Handling backslashes in plpython

160 views Asked by At
CREATE OR REPLACE FUNCTION CLEAN_STRING(in_str varchar) returns varchar 
AS
$$
def strip_slashes(in_str):

    while in_str.endswith("\\") or in_str.endswith("/"):
            in_str = in_str[:-1]

    in_str = in_str.replace("\\", "/")
    return in_str
clean_str = strip_slashes(in_str)
return clean_str
$$
LANGUAGE plpythonu ;

This gives me IndentationError . However, If I remove backslashes, it works fine. How can I handle backslashes inside plpythonu?

2

There are 2 answers

0
Deepak K M On

I used a below work-around for now.

CREATE OR REPLACE FUNCTION CLEAN_STRING(in_str varchar) returns varchar 
AS
$$
def strip_slashes(in_str):

    while in_str.endswith(chr(92)) or in_str.endswith("/"):
            in_str = in_str[:-1]

    in_str = in_str.replace(chr(92), "/")
    return in_str
clean_str = strip_slashes(in_str)
return clean_str
$$
LANGUAGE plpythonu ;
0
Filipe On

I think it's related to the fact that when inside a string you need to escape special characters like backslashes.

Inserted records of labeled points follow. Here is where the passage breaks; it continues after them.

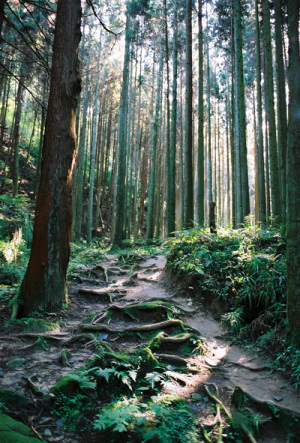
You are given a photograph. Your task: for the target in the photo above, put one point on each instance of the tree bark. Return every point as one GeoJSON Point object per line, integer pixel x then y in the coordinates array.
{"type": "Point", "coordinates": [119, 231]}
{"type": "Point", "coordinates": [275, 188]}
{"type": "Point", "coordinates": [44, 284]}
{"type": "Point", "coordinates": [281, 106]}
{"type": "Point", "coordinates": [189, 173]}
{"type": "Point", "coordinates": [200, 199]}
{"type": "Point", "coordinates": [293, 178]}
{"type": "Point", "coordinates": [260, 209]}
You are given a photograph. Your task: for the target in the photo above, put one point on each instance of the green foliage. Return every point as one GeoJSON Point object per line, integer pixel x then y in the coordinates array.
{"type": "Point", "coordinates": [289, 361]}
{"type": "Point", "coordinates": [83, 257]}
{"type": "Point", "coordinates": [244, 268]}
{"type": "Point", "coordinates": [165, 418]}
{"type": "Point", "coordinates": [70, 409]}
{"type": "Point", "coordinates": [16, 224]}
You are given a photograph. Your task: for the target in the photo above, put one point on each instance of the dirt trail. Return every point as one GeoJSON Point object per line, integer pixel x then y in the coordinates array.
{"type": "Point", "coordinates": [115, 286]}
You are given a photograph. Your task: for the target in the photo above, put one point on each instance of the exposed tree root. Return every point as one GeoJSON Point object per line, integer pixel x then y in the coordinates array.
{"type": "Point", "coordinates": [60, 336]}
{"type": "Point", "coordinates": [250, 368]}
{"type": "Point", "coordinates": [171, 358]}
{"type": "Point", "coordinates": [140, 328]}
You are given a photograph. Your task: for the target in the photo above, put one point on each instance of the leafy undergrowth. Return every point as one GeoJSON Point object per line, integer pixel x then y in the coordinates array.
{"type": "Point", "coordinates": [117, 397]}
{"type": "Point", "coordinates": [245, 270]}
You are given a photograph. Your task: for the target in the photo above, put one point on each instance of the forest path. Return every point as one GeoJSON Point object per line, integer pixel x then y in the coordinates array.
{"type": "Point", "coordinates": [120, 304]}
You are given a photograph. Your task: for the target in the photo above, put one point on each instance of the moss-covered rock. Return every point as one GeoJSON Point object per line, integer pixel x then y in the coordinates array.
{"type": "Point", "coordinates": [12, 431]}
{"type": "Point", "coordinates": [156, 310]}
{"type": "Point", "coordinates": [148, 362]}
{"type": "Point", "coordinates": [12, 399]}
{"type": "Point", "coordinates": [15, 363]}
{"type": "Point", "coordinates": [39, 325]}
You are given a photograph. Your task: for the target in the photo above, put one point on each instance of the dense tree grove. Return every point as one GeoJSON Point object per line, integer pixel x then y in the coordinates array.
{"type": "Point", "coordinates": [182, 103]}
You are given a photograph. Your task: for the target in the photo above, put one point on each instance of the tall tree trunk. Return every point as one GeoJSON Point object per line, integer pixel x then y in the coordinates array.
{"type": "Point", "coordinates": [281, 106]}
{"type": "Point", "coordinates": [119, 233]}
{"type": "Point", "coordinates": [16, 138]}
{"type": "Point", "coordinates": [152, 184]}
{"type": "Point", "coordinates": [172, 161]}
{"type": "Point", "coordinates": [171, 140]}
{"type": "Point", "coordinates": [189, 173]}
{"type": "Point", "coordinates": [97, 117]}
{"type": "Point", "coordinates": [260, 210]}
{"type": "Point", "coordinates": [2, 4]}
{"type": "Point", "coordinates": [44, 284]}
{"type": "Point", "coordinates": [82, 151]}
{"type": "Point", "coordinates": [293, 178]}
{"type": "Point", "coordinates": [240, 129]}
{"type": "Point", "coordinates": [210, 184]}
{"type": "Point", "coordinates": [200, 199]}
{"type": "Point", "coordinates": [275, 188]}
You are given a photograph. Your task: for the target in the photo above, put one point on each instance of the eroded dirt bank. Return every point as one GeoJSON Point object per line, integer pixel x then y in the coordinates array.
{"type": "Point", "coordinates": [125, 308]}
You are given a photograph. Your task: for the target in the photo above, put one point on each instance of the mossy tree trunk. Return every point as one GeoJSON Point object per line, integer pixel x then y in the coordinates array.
{"type": "Point", "coordinates": [120, 207]}
{"type": "Point", "coordinates": [44, 284]}
{"type": "Point", "coordinates": [281, 105]}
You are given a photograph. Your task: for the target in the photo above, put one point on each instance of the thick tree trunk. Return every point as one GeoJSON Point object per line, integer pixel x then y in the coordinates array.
{"type": "Point", "coordinates": [189, 165]}
{"type": "Point", "coordinates": [275, 188]}
{"type": "Point", "coordinates": [93, 156]}
{"type": "Point", "coordinates": [243, 206]}
{"type": "Point", "coordinates": [293, 178]}
{"type": "Point", "coordinates": [281, 106]}
{"type": "Point", "coordinates": [82, 151]}
{"type": "Point", "coordinates": [152, 184]}
{"type": "Point", "coordinates": [200, 199]}
{"type": "Point", "coordinates": [119, 232]}
{"type": "Point", "coordinates": [2, 4]}
{"type": "Point", "coordinates": [260, 209]}
{"type": "Point", "coordinates": [44, 284]}
{"type": "Point", "coordinates": [210, 185]}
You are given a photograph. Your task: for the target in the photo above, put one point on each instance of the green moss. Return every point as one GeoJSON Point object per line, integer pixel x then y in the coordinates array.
{"type": "Point", "coordinates": [154, 311]}
{"type": "Point", "coordinates": [12, 399]}
{"type": "Point", "coordinates": [38, 325]}
{"type": "Point", "coordinates": [147, 361]}
{"type": "Point", "coordinates": [89, 318]}
{"type": "Point", "coordinates": [12, 431]}
{"type": "Point", "coordinates": [66, 385]}
{"type": "Point", "coordinates": [16, 363]}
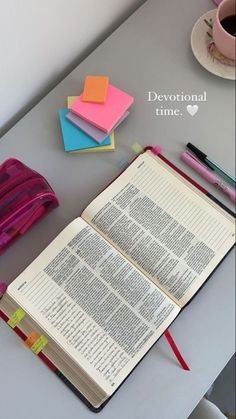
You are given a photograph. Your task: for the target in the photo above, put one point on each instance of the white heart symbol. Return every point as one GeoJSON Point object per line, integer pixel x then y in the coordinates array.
{"type": "Point", "coordinates": [192, 109]}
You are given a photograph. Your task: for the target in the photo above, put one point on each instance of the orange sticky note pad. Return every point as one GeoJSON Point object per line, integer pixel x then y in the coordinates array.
{"type": "Point", "coordinates": [31, 339]}
{"type": "Point", "coordinates": [95, 89]}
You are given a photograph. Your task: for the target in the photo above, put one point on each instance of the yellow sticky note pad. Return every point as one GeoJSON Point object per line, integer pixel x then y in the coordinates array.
{"type": "Point", "coordinates": [39, 345]}
{"type": "Point", "coordinates": [109, 147]}
{"type": "Point", "coordinates": [71, 100]}
{"type": "Point", "coordinates": [16, 318]}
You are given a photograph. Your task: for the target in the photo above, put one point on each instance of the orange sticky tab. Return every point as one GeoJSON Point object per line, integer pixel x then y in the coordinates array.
{"type": "Point", "coordinates": [31, 339]}
{"type": "Point", "coordinates": [95, 89]}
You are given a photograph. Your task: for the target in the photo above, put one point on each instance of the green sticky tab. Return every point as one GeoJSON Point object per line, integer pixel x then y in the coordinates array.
{"type": "Point", "coordinates": [137, 148]}
{"type": "Point", "coordinates": [39, 345]}
{"type": "Point", "coordinates": [16, 318]}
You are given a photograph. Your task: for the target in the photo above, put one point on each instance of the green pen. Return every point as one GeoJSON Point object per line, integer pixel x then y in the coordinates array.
{"type": "Point", "coordinates": [211, 164]}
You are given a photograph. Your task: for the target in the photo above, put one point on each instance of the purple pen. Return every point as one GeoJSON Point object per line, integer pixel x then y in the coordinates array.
{"type": "Point", "coordinates": [210, 176]}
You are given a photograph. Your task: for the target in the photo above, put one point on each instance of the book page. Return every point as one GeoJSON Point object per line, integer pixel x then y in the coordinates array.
{"type": "Point", "coordinates": [167, 228]}
{"type": "Point", "coordinates": [93, 303]}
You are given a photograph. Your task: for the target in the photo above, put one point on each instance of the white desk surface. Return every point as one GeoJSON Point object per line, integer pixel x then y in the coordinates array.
{"type": "Point", "coordinates": [150, 51]}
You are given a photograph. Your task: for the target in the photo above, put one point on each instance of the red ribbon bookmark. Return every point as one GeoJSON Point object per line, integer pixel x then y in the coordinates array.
{"type": "Point", "coordinates": [176, 350]}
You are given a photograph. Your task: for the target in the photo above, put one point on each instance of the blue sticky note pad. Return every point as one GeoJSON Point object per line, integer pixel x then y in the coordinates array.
{"type": "Point", "coordinates": [74, 138]}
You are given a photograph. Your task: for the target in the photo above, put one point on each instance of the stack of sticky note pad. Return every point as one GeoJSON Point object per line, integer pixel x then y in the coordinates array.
{"type": "Point", "coordinates": [89, 121]}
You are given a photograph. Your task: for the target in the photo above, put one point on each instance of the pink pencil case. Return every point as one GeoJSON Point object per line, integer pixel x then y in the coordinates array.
{"type": "Point", "coordinates": [25, 197]}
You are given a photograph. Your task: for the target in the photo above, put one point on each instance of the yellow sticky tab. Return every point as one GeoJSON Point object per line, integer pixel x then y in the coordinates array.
{"type": "Point", "coordinates": [16, 318]}
{"type": "Point", "coordinates": [39, 345]}
{"type": "Point", "coordinates": [71, 100]}
{"type": "Point", "coordinates": [137, 148]}
{"type": "Point", "coordinates": [31, 339]}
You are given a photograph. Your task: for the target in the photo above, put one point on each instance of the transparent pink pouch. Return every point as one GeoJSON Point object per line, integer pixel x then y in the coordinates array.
{"type": "Point", "coordinates": [25, 197]}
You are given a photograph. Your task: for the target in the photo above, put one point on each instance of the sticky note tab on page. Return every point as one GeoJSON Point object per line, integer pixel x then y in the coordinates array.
{"type": "Point", "coordinates": [31, 339]}
{"type": "Point", "coordinates": [39, 345]}
{"type": "Point", "coordinates": [16, 318]}
{"type": "Point", "coordinates": [95, 89]}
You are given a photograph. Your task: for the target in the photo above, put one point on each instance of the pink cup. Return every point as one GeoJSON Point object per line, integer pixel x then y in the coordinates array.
{"type": "Point", "coordinates": [224, 42]}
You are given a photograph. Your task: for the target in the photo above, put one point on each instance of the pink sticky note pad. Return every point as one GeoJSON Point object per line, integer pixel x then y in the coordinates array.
{"type": "Point", "coordinates": [104, 116]}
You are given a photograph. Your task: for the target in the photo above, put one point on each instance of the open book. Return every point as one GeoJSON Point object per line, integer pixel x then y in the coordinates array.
{"type": "Point", "coordinates": [114, 279]}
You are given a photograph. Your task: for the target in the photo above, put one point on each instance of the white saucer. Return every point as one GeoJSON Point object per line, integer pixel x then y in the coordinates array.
{"type": "Point", "coordinates": [205, 51]}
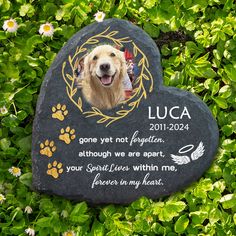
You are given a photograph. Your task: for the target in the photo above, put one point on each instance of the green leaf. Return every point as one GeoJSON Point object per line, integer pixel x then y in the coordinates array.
{"type": "Point", "coordinates": [221, 102]}
{"type": "Point", "coordinates": [169, 210]}
{"type": "Point", "coordinates": [228, 201]}
{"type": "Point", "coordinates": [10, 121]}
{"type": "Point", "coordinates": [181, 224]}
{"type": "Point", "coordinates": [5, 144]}
{"type": "Point", "coordinates": [230, 70]}
{"type": "Point", "coordinates": [24, 143]}
{"type": "Point", "coordinates": [44, 222]}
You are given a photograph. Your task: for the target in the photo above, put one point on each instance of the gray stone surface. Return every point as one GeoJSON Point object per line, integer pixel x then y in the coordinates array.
{"type": "Point", "coordinates": [186, 139]}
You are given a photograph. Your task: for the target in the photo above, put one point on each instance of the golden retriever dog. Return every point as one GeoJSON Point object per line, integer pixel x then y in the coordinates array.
{"type": "Point", "coordinates": [103, 75]}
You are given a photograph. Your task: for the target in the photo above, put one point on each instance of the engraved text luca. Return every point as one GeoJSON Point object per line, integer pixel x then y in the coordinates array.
{"type": "Point", "coordinates": [175, 112]}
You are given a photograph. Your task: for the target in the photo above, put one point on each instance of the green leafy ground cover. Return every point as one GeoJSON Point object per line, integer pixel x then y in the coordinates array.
{"type": "Point", "coordinates": [198, 45]}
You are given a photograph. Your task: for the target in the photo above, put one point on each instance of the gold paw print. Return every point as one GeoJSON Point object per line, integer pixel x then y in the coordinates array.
{"type": "Point", "coordinates": [67, 135]}
{"type": "Point", "coordinates": [54, 169]}
{"type": "Point", "coordinates": [59, 112]}
{"type": "Point", "coordinates": [47, 148]}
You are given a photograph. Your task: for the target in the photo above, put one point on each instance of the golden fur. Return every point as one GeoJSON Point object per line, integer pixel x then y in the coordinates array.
{"type": "Point", "coordinates": [96, 89]}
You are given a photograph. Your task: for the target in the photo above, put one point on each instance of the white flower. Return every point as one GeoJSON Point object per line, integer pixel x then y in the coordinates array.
{"type": "Point", "coordinates": [30, 231]}
{"type": "Point", "coordinates": [69, 233]}
{"type": "Point", "coordinates": [2, 198]}
{"type": "Point", "coordinates": [46, 29]}
{"type": "Point", "coordinates": [28, 210]}
{"type": "Point", "coordinates": [10, 25]}
{"type": "Point", "coordinates": [99, 16]}
{"type": "Point", "coordinates": [3, 110]}
{"type": "Point", "coordinates": [64, 213]}
{"type": "Point", "coordinates": [15, 171]}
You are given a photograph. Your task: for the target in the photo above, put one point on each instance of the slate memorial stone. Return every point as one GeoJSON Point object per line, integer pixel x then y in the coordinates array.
{"type": "Point", "coordinates": [106, 130]}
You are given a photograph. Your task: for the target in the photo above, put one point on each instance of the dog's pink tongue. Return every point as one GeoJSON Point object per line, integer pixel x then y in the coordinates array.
{"type": "Point", "coordinates": [106, 79]}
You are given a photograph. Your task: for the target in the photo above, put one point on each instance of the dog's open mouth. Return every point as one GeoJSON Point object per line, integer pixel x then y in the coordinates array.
{"type": "Point", "coordinates": [106, 80]}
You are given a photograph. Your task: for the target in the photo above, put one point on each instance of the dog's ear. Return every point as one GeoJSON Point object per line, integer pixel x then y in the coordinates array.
{"type": "Point", "coordinates": [86, 66]}
{"type": "Point", "coordinates": [123, 70]}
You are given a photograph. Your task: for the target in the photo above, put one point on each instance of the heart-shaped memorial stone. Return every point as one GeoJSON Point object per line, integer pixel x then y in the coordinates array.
{"type": "Point", "coordinates": [107, 131]}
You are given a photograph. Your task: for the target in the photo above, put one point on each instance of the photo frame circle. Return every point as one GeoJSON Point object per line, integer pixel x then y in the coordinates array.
{"type": "Point", "coordinates": [127, 106]}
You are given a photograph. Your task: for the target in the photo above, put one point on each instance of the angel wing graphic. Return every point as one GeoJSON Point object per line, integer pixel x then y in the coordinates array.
{"type": "Point", "coordinates": [198, 152]}
{"type": "Point", "coordinates": [180, 160]}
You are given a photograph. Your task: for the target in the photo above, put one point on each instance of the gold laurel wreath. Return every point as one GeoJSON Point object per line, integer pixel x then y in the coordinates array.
{"type": "Point", "coordinates": [139, 92]}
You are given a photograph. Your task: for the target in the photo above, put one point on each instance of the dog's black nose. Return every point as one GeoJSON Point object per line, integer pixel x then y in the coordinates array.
{"type": "Point", "coordinates": [105, 67]}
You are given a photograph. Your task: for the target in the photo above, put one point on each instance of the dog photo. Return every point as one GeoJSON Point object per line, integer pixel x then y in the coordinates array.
{"type": "Point", "coordinates": [106, 76]}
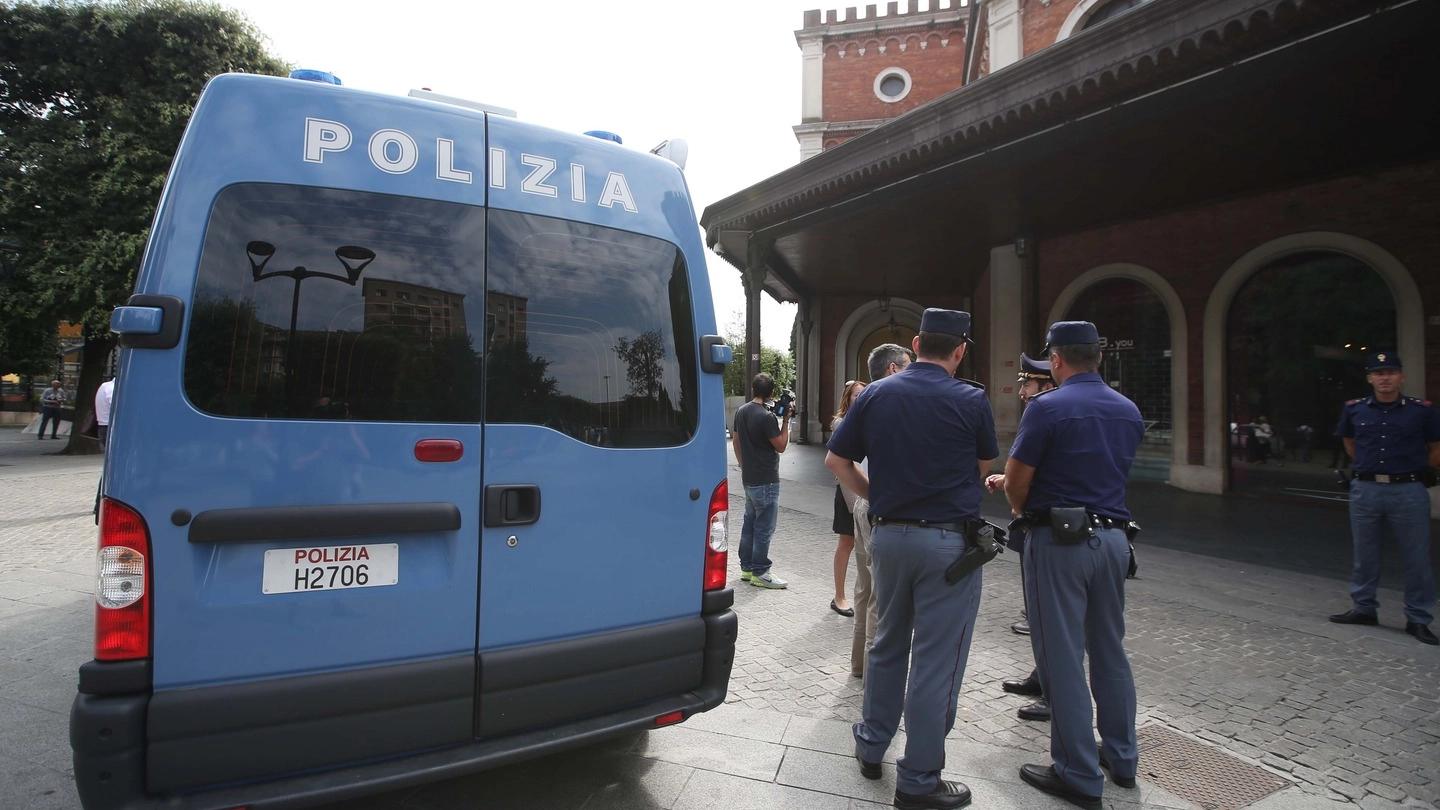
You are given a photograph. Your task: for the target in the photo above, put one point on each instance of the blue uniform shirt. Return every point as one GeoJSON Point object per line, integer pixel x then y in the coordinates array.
{"type": "Point", "coordinates": [1390, 437]}
{"type": "Point", "coordinates": [1082, 440]}
{"type": "Point", "coordinates": [923, 433]}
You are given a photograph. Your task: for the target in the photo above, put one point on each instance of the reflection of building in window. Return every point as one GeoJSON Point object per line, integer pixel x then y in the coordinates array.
{"type": "Point", "coordinates": [431, 312]}
{"type": "Point", "coordinates": [504, 317]}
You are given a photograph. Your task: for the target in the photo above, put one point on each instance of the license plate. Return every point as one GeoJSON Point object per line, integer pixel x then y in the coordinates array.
{"type": "Point", "coordinates": [330, 568]}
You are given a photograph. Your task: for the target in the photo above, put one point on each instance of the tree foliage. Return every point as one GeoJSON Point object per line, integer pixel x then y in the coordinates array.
{"type": "Point", "coordinates": [781, 365]}
{"type": "Point", "coordinates": [94, 98]}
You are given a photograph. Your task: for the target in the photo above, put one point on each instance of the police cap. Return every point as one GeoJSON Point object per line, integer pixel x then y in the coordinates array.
{"type": "Point", "coordinates": [946, 322]}
{"type": "Point", "coordinates": [1070, 333]}
{"type": "Point", "coordinates": [1377, 361]}
{"type": "Point", "coordinates": [1034, 369]}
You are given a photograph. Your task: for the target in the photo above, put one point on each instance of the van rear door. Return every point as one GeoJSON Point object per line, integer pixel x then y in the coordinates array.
{"type": "Point", "coordinates": [308, 459]}
{"type": "Point", "coordinates": [595, 489]}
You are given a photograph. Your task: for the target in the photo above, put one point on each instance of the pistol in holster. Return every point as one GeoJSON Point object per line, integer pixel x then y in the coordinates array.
{"type": "Point", "coordinates": [982, 542]}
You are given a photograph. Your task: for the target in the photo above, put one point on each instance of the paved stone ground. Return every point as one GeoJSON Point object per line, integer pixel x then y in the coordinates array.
{"type": "Point", "coordinates": [1231, 653]}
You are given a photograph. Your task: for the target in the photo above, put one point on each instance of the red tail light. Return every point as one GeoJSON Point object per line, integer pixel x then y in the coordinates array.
{"type": "Point", "coordinates": [123, 584]}
{"type": "Point", "coordinates": [717, 532]}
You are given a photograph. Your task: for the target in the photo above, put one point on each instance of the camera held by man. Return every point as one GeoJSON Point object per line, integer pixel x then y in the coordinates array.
{"type": "Point", "coordinates": [784, 405]}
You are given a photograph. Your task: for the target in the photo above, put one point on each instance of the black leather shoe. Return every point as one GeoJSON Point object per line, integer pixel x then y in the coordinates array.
{"type": "Point", "coordinates": [1044, 779]}
{"type": "Point", "coordinates": [1355, 617]}
{"type": "Point", "coordinates": [945, 796]}
{"type": "Point", "coordinates": [1122, 781]}
{"type": "Point", "coordinates": [1037, 711]}
{"type": "Point", "coordinates": [1028, 686]}
{"type": "Point", "coordinates": [867, 768]}
{"type": "Point", "coordinates": [1422, 632]}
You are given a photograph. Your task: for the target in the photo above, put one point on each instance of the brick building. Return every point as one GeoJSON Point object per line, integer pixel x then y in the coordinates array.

I went trough something similar, I will describe my situation and hope it shed some light to you.

I was writing a greenplum function, and needed to create a SQL command and aply it to a variable, like this:

v_cmd := 'insert into tst_regexp2 (codigo) select cast(t.codigo as  integer) from (select regexp_replace(''([:space:]|\u00a0|)+$'', '''') as codigo from tst_regexp) t;';

But the backlash on "\u00a0" was throwing an annoying warning on the function creation. I tried the normal escaping solutions like duplicating the backlashes "\\u00a0", and nothing solved the issue.

After some research I came accross this special "E" command that informs that all special characters should be escaped when you use it before a string, so the following command did the trick:

v_cmd := 'insert into tst_regexp2 (codigo) select cast(t.codigo as  integer) from (select regexp_replace(''([:space:]|'||E'\u00a0|)+$'', '''') as codigo from tst_regexp) t;';

I hope that helps a little bit.

Finally, if you're writing a function to clean a string from special characters, I recommend you take a look at regexp. The below code I use to clean everything (so far) but numbers from a string, I'm sure you will find an expression that suits you:

regexp_replace(regexp_replace(regexp_replace(upper(codigo), ''[[:alpha:][:blank:][:punct:][:cntrl:]]'', '''', ''g''), ''[ÀÈÌÒÙÁÉÍÓÚÂÔÊÎÛÃÕ]'', '''', ''g''), ''([:space:]|'||E'\u00a0|)+$'', '''') as codigo

Regards